Miami Marlins

Offense silent again as Marlins fall 1-0 to Giants

Miami Marlins' second baseman Dee Gordon throws to first base in the second inning of the Miami Marlins vs San Francisco Giants, game at Marlins Park in Little Havana in Miami on Wed., Aug. 10, 2016.
Miami Marlins' second baseman Dee Gordon throws to first base in the second inning of the Miami Marlins vs San Francisco Giants, game at Marlins Park in Little Havana in Miami on Wed., Aug. 10, 2016.

David Phelps delivered another solid start.

But he was left regretting one pitch.

Two days after recording the first seven-hit game in the 133-year history of the Giants franchise, Brandon Crawford sent a changeup from Phelps soaring into the Marlins’ bullpen in the top of the fourth inning.

The solo home run was all the Giants needed to shut out the Marlins 1-0 on Wednesday afternoon at Marlins Park.

“Whoever said solo home runs don’t beat you is a liar,” Phelps said. “I’m telling myself not to walk him right there. It just happens when you tell yourself that and you throw it down the middle of the plate …”

Crawford went 9 for 16 in the three-game series against the Marlins (60-54) after going 2 for 4 on Wednesday. Crawford, an All-Star and National League Silver Slugger winner at shortstop, had been hitting .200 since the All-Star break.

“It’s not a surprise he hit like that in this series,” Phelps said. “He’s an All-Star-caliber player. He’s got that flat swing. He stays in the zone a long time. I wasn’t really commanding my fastball in there. If I was, it was probably where I would have gone at a 3-2 [count].”

A day after the Marlins won a pitcher’s duel with the Giants, their lack of scoring cost them first against Phelps’ college teammate at Notre Dame, Jeff Samardzija, and then the Giants’ bullpen, as they were held to five hits.

The Marlins were shut out for the fifth time since the All-Star break and eighth time this season, and dropped four of their six games this season against the Giants (65-49).

After scoring two runs in the first inning of Tuesday night’s 2-0 victory, the Marlins failed to score a run over the next 16, and have scored in only one of their past 24 innings.

“We just really couldn’t mount anything all day long,” Marlins manager Don Mattingly said. “We had a couple of good chances out there, but we just couldn’t get anything across.”

Marlins manager Don Mattingly talks about his team's 1-0 loss to the Giants on Wed., Aug. 10, 2016

Samardzija went  5 2/3 innings, allowed three hits, walked three and struck out three.
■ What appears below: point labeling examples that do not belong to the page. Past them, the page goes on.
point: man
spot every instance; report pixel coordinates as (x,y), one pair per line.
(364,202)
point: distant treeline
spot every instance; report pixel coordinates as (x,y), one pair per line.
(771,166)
Ichiro Suzuki collected two hits, including a ground-rule double in the bottom of the ninth off Santiago Casilla with two outs. J.T. Realmuto had his 11-game hitting streak snapped as he struck out to end the game.

Ichiro (3,002 career hits) moved past Roberto Clemente on the all-time hit list.

Phelps allowed only four hits, walked three and struck out five, and limited the damage on the scoreboard to Crawford’s solo home run. Phelps threw 91 pitches in five innings, but his only prolonged inning was the third.

After striking out Gregor Blanco and Samardzija to start the frame, Phelps gave up a single to Eduardo Nunez, who then reached second on his errant pickoff throw to first. Angel Pagan followed with a single and stole second. Phelps loaded the bases by walking Brandon Belt but survived the inning when he induced Buster Posey to ground into a fielder’s choice at second.

“I’m happy I gave my team a chance, but I’m not in it to lose games,” Phelps said. “The last two months I want to go out and get every [win] we can get. I just have to pitch better.”

The Marlins’ best scoring chance ended abruptly in the sixth inning with a controversial call by home-plate umpire Cory Blaser.

After Samardzija was replaced by reliever Will Smith, Chris Johnson struck out looking with runners on first and second and two outs on a pitch that appeared on replay to be noticeably outside the zone.

Johnson was visibly upset with Blaser. As Johnson walked back to the dugout, Blaser ejected Marlins hitting coach Barry Bonds for also arguing the call.

Bonds stepped onto the field and continued to argue with Blaser following what was his first career ejection as a coach.

“Barry didn’t think it was a strike, and I didn’t think it was a strike,” Johnson said. “That’s baseball. It’s a lot less now with the replay, but human error is part of the game. You tip your cap, [Smith] put the ball where he wanted to, and he got the call. We move on.”

Marcell Ozuna and Derek Dietrich strung together back-to-back hits in the second inning, but Dietrich was thrown out at second trying to stretch his hit into a double. Ichiro grounded out and Realmuto struck out, stranding Ozuna at third.